Aber hat eigentlich die offizielle Schulmedizin ein Anrecht auf göttliche Weisheit? Hat sie nie geirrt, Todkranke zur Ader gelassen, Röntgenstrahlen unterschätzt? Je mehr man in der Medizin weiß, desto mehr zeigt sich, dass es viele Wege zur Heilung gibt (so reagieren rund 30 Prozent der Patienten positiv auf Placebos). Manches, das mit großem Aufwand behandelt wird, würde vielleicht auch ohne diese Tortur spontan heilen. Experten behaupten, dass höchstens ein Viertel aller medizinischen Therapien wirklich "evidence based", also wissenschaftlich nachgewiesen wirksam sind. Viele Leiden können nur gelindert, nicht geheilt werden, etwa Multiple Sklerose. Ja, es gibt nicht einmal ein echtes Medikament gegen Schnupfen.

Schmaler Grat

Gott sei Dank ist die Medizin in den letzten Jahren von ihrem hohen Podest etwas herabgestiegen, schließlich ist auch der Patient mündiger geworden. Er sucht immer häufiger abseits der Schulmedizin nach Ursachen und Behandlungsmöglichkeiten seines Leidens – besonders, wenn es sich um eine dramatische Krankheit handelt.

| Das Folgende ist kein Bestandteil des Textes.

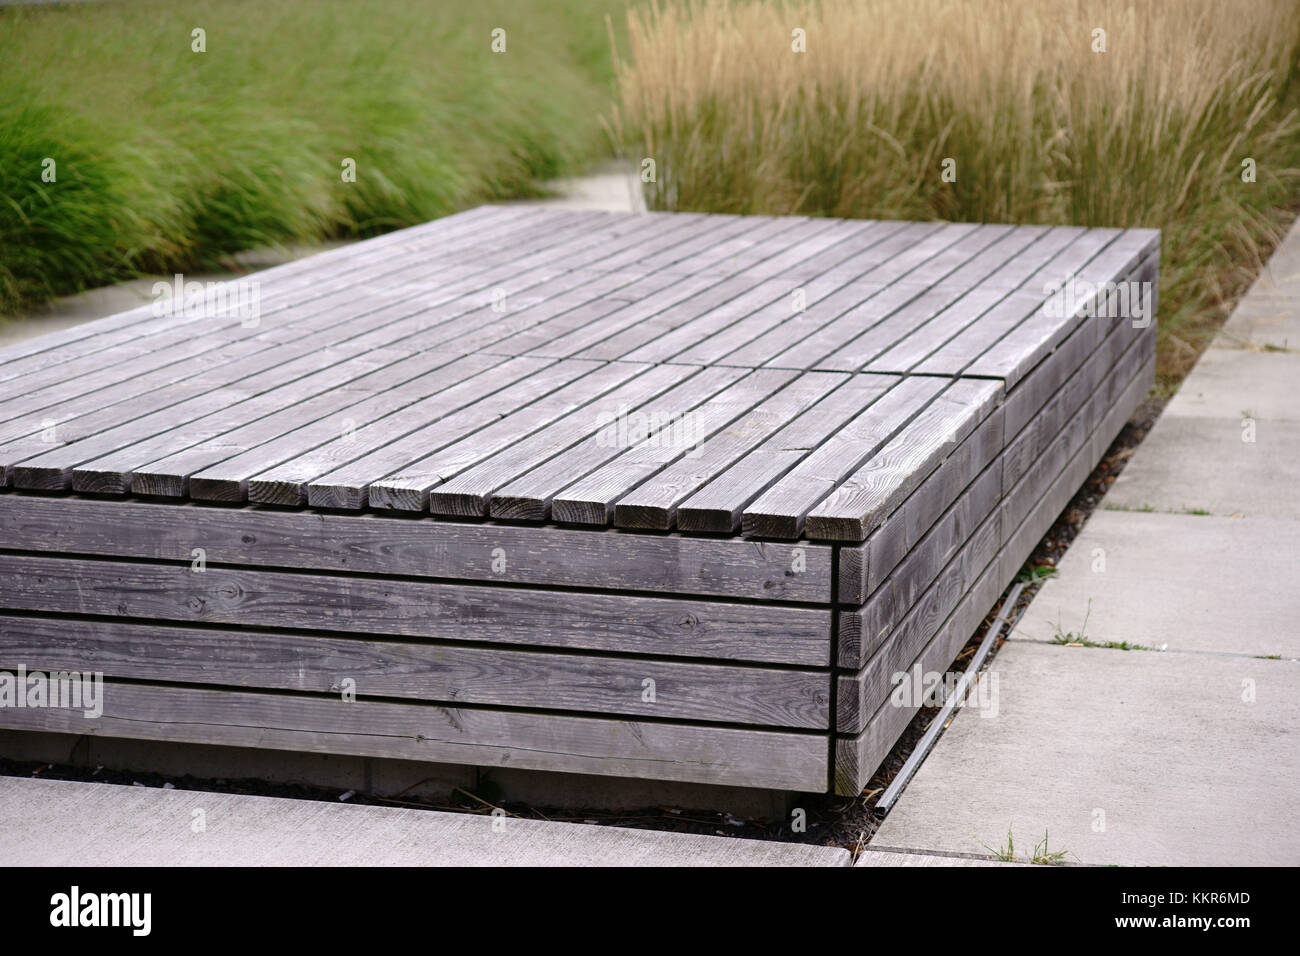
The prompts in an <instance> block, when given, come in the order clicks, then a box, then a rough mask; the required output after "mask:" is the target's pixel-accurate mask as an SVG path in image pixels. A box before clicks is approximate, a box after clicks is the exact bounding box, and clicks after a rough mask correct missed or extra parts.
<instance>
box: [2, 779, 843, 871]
mask: <svg viewBox="0 0 1300 956" xmlns="http://www.w3.org/2000/svg"><path fill="white" fill-rule="evenodd" d="M849 860H850V857H849V851H846V849H841V848H832V847H810V845H803V844H793V843H772V842H766V840H745V839H736V838H727V836H695V835H692V834H673V832H660V831H654V830H629V829H623V827H608V826H588V825H581V823H551V822H546V821H534V819H519V818H515V817H489V816H473V814H463V813H439V812H434V810H419V809H406V808H389V806H357V805H347V804H334V803H324V801H315V800H285V799H279V797H263V796H246V795H242V793H209V792H200V791H183V790H157V788H146V787H118V786H112V784H103V783H75V782H66V780H40V779H31V778H21V777H0V864H4V865H8V866H848V865H849Z"/></svg>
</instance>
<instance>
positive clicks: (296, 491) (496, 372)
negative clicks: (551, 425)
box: [247, 355, 551, 505]
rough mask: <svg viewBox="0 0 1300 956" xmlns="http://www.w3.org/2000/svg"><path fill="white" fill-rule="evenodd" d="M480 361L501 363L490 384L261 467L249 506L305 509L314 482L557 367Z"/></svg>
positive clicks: (450, 388) (494, 369) (542, 360)
mask: <svg viewBox="0 0 1300 956" xmlns="http://www.w3.org/2000/svg"><path fill="white" fill-rule="evenodd" d="M467 358H471V356H467ZM478 358H486V359H491V360H494V362H499V364H494V365H493V367H491V378H490V384H489V382H487V381H486V380H485V378H484V377H481V376H478V377H472V378H468V380H461V381H459V382H456V384H455V385H451V386H448V388H446V389H443V390H441V392H437V393H434V394H432V395H429V397H426V398H421V399H419V401H416V402H412V403H411V405H407V406H404V407H402V408H396V410H394V411H391V412H390V414H387V415H385V416H383V418H380V419H377V420H374V421H369V423H367V424H363V425H360V427H357V428H355V431H347V432H344V433H338V432H335V433H333V434H331V436H330V438H329V440H328V441H322V442H321V444H318V445H316V446H315V447H312V449H309V450H307V451H303V453H300V454H296V455H294V457H292V458H290V459H287V460H285V462H281V463H279V464H276V466H273V467H269V468H268V467H266V462H257V467H259V468H263V471H259V472H257V473H256V475H252V476H251V477H250V479H248V488H247V492H248V501H253V502H260V503H266V505H304V503H305V502H307V485H308V483H309V481H312V479H316V477H320V476H322V475H325V473H328V472H331V471H334V470H335V468H339V467H342V466H344V464H347V463H348V462H355V460H356V459H360V458H364V457H365V455H368V454H372V453H376V451H380V450H382V449H385V447H387V446H390V445H391V442H394V441H395V440H398V438H400V437H404V436H407V434H409V433H411V432H413V431H416V429H419V428H420V427H428V425H429V424H430V423H433V421H438V420H439V419H443V418H446V416H450V415H452V414H455V412H456V411H459V410H461V408H465V407H467V406H469V405H473V403H474V402H481V401H482V399H484V398H485V392H486V393H487V394H489V395H490V394H493V393H495V392H499V390H502V389H507V388H511V386H517V385H519V382H520V380H524V378H529V377H530V376H533V375H538V373H541V372H542V369H545V368H546V365H549V364H551V362H550V359H528V358H517V359H502V358H500V356H487V355H480V356H478Z"/></svg>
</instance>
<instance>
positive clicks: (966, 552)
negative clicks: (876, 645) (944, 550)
mask: <svg viewBox="0 0 1300 956" xmlns="http://www.w3.org/2000/svg"><path fill="white" fill-rule="evenodd" d="M1000 531H1001V525H1000V522H998V514H997V511H996V510H995V511H993V512H992V514H991V515H989V516H988V518H987V519H985V520H984V523H983V524H980V527H979V528H978V529H976V531H975V533H972V535H971V537H970V540H969V541H967V542H966V545H965V546H963V548H962V550H961V553H959V554H958V555H956V557H954V558H953V559H952V561H950V562H949V563H948V566H946V567H945V568H944V570H943V571H941V572H940V575H939V576H937V578H936V579H935V581H933V583H932V584H931V585H930V588H927V591H926V592H924V594H923V596H922V597H920V598H919V600H918V601H917V602H915V605H913V607H911V610H910V611H907V614H906V617H905V618H904V619H902V620H901V622H900V623H898V624H897V626H896V627H894V628H893V631H892V632H891V633H889V636H888V637H887V639H885V640H884V641H883V643H880V645H879V648H878V649H876V652H875V653H874V654H872V656H871V658H870V659H868V661H867V662H866V665H865V666H863V667H862V669H861V670H859V671H857V672H850V674H841V675H840V678H839V691H837V695H836V705H837V706H836V709H837V719H836V726H837V728H839V731H840V732H841V734H857V732H858V731H861V730H862V728H863V727H865V726H866V722H867V719H870V718H871V715H872V714H875V713H876V711H878V710H879V709H880V706H881V705H884V704H887V702H888V700H889V695H891V691H892V688H893V687H896V685H897V683H898V680H900V678H901V676H902V675H905V672H906V670H907V666H909V665H910V663H911V662H913V661H914V659H915V658H917V656H918V654H920V653H923V652H924V649H926V646H927V645H928V644H930V643H931V640H932V639H933V636H935V635H936V633H939V632H940V631H941V630H943V626H944V622H946V620H948V619H949V617H950V615H952V614H953V611H956V610H957V609H958V606H959V604H961V601H962V598H963V597H965V596H966V593H967V592H970V589H971V588H974V587H975V583H976V581H978V580H979V576H980V575H982V574H983V572H984V571H985V568H988V567H991V566H995V567H996V564H997V562H996V558H997V550H998V540H1000ZM985 610H987V609H985ZM855 615H857V611H841V623H840V627H841V635H842V632H844V627H845V624H846V622H848V619H852V618H854V617H855ZM966 637H967V639H969V637H970V632H967V633H966ZM842 658H844V654H841V661H842Z"/></svg>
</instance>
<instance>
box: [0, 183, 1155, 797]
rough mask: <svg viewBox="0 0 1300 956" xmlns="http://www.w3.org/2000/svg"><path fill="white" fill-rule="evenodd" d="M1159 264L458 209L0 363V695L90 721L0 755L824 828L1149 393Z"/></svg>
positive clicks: (867, 776) (1150, 238)
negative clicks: (1086, 476)
mask: <svg viewBox="0 0 1300 956" xmlns="http://www.w3.org/2000/svg"><path fill="white" fill-rule="evenodd" d="M1158 254H1160V235H1158V233H1156V232H1152V230H1118V229H1080V228H1043V226H1018V228H1013V226H993V225H965V224H958V225H949V224H939V222H878V221H845V220H809V219H797V217H790V219H774V217H740V216H705V215H692V213H675V215H667V213H650V215H611V213H593V212H554V211H541V209H533V208H521V207H482V208H478V209H474V211H472V212H467V213H461V215H459V216H452V217H448V219H445V220H439V221H435V222H430V224H428V225H424V226H419V228H415V229H407V230H403V232H398V233H393V234H389V235H385V237H381V238H377V239H372V241H368V242H363V243H359V245H356V246H351V247H347V248H342V250H337V251H333V252H326V254H322V255H318V256H315V258H312V259H307V260H302V261H298V263H292V264H290V265H283V267H278V268H276V269H270V271H268V272H264V273H259V274H256V276H252V277H250V280H251V281H256V282H257V284H259V286H257V294H259V297H260V308H259V311H257V313H256V315H253V316H251V315H248V313H246V312H239V311H237V310H235V308H233V307H230V306H226V307H220V306H218V307H213V304H212V302H211V300H205V299H201V297H199V295H198V294H196V295H195V297H192V298H191V299H190V300H186V302H173V303H172V304H173V307H172V308H170V310H169V311H168V312H166V313H162V315H159V313H156V312H157V311H159V310H156V308H152V307H144V308H139V310H135V311H133V312H126V313H122V315H117V316H112V317H109V319H104V320H101V321H98V323H91V324H87V325H81V326H77V328H73V329H69V330H65V332H60V333H55V334H52V336H45V337H43V338H36V339H31V341H27V342H22V343H19V345H16V346H10V347H9V349H5V350H3V351H0V470H3V484H4V489H3V492H0V580H3V589H0V671H3V670H8V671H16V670H17V669H18V667H19V666H21V667H26V670H27V671H29V672H32V671H95V672H103V674H104V675H105V691H104V711H103V714H101V715H100V717H95V718H87V717H86V715H83V714H82V713H81V711H74V710H70V709H57V708H17V706H0V727H10V728H26V730H36V731H57V732H70V734H101V735H108V736H125V737H136V739H140V737H143V739H156V740H172V741H192V743H207V744H225V745H233V747H255V748H272V749H285V750H309V752H328V753H350V754H361V756H377V757H399V758H408V760H425V761H435V762H451V763H468V765H477V766H489V767H490V766H511V767H525V769H538V770H560V771H575V773H589V774H608V775H621V777H633V778H654V779H667V780H684V782H693V783H714V784H729V786H741V787H759V788H774V790H792V791H829V790H835V791H837V792H841V793H854V792H857V791H858V790H861V787H862V786H863V784H865V783H866V780H867V779H868V778H870V777H871V774H872V771H874V770H875V767H876V766H878V765H879V762H880V761H881V758H883V757H884V756H885V753H887V752H888V749H889V748H891V747H892V744H893V743H894V740H896V739H897V736H898V735H900V734H901V732H902V730H904V727H905V726H906V724H907V722H909V721H910V719H911V717H913V715H914V713H915V708H913V706H894V704H893V702H892V701H891V700H889V698H891V689H892V687H893V684H894V682H896V680H897V679H898V675H900V674H902V672H906V671H910V670H913V669H914V667H918V666H919V667H920V669H922V670H923V671H940V672H941V671H943V670H945V667H946V666H948V663H949V662H950V661H952V659H953V657H954V656H956V653H957V650H958V649H959V648H961V646H962V644H963V643H965V641H966V640H967V639H969V637H970V635H971V633H972V632H974V631H975V628H976V627H978V624H979V623H980V620H982V619H983V618H984V615H985V614H987V613H988V611H989V609H991V607H992V606H993V604H995V602H996V600H997V597H998V594H1000V593H1001V592H1002V589H1004V588H1005V587H1006V584H1008V583H1009V581H1010V580H1011V578H1013V576H1014V574H1015V571H1017V570H1018V568H1019V566H1021V563H1022V562H1023V561H1024V558H1026V557H1027V555H1028V553H1030V551H1031V550H1032V548H1034V545H1035V544H1036V542H1037V540H1039V538H1040V537H1041V535H1043V533H1044V532H1045V531H1047V528H1048V527H1049V525H1050V524H1052V522H1053V520H1054V519H1056V516H1057V515H1058V514H1060V511H1061V510H1062V509H1063V507H1065V505H1066V502H1067V501H1069V498H1070V497H1071V496H1073V493H1074V492H1075V490H1076V489H1078V486H1079V485H1080V484H1082V483H1083V480H1084V477H1086V476H1087V475H1088V472H1089V471H1091V470H1092V468H1093V467H1095V464H1096V462H1097V460H1099V459H1100V457H1101V454H1102V451H1104V450H1105V447H1106V446H1108V444H1109V442H1110V441H1112V440H1113V437H1114V436H1115V434H1117V433H1118V431H1119V428H1121V427H1122V425H1123V423H1125V421H1126V420H1127V418H1128V416H1130V414H1131V412H1132V410H1134V407H1135V406H1136V405H1138V402H1139V401H1140V399H1141V398H1143V395H1144V394H1145V392H1147V389H1148V388H1149V384H1151V378H1152V369H1153V350H1154V321H1153V308H1154V297H1153V290H1154V284H1156V277H1157V267H1158ZM1130 284H1135V285H1130ZM1062 286H1065V287H1066V293H1067V294H1066V293H1062V294H1053V290H1054V289H1058V287H1062ZM1139 289H1144V290H1151V291H1152V299H1151V302H1147V303H1145V306H1147V308H1145V311H1138V312H1136V313H1135V310H1138V307H1139V306H1140V304H1141V303H1140V302H1139V299H1138V297H1136V295H1134V297H1132V302H1130V293H1131V291H1136V290H1139ZM1062 304H1063V307H1061V306H1062ZM350 691H355V701H352V700H347V697H348V696H350Z"/></svg>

Logisch, dass daran auch eine Menge Scharlatane verdienen. Problematisch wird es aber nur dann, wenn die Behandlung lebensgefährlich oder an Kindern angewandt wird. Und wenn solche Wege nicht als Ergänzung, sondern als Medizin-Ersatz betrachtet werden.

Ab wann und bei wem der Staat einschreiten muss, ist daher eine extrem heikle Frage. Die Justiz behauptet, es seien Patienten gestorben, die das dubiose Krebsmittel einnahmen. Aber sterben nicht auch schulmedizinisch bestversorgte Krebspatienten? Die etablierte Medizin wandelt selbst oft auf einem schmalen Grat. Und da reden wir noch nicht vom Internet, in dem allerhand Grenzgängerisches verkauft wird.

Im Zweifel ist es daher besser, den gesunden Menschenverstand als die Polizei einzuschalten.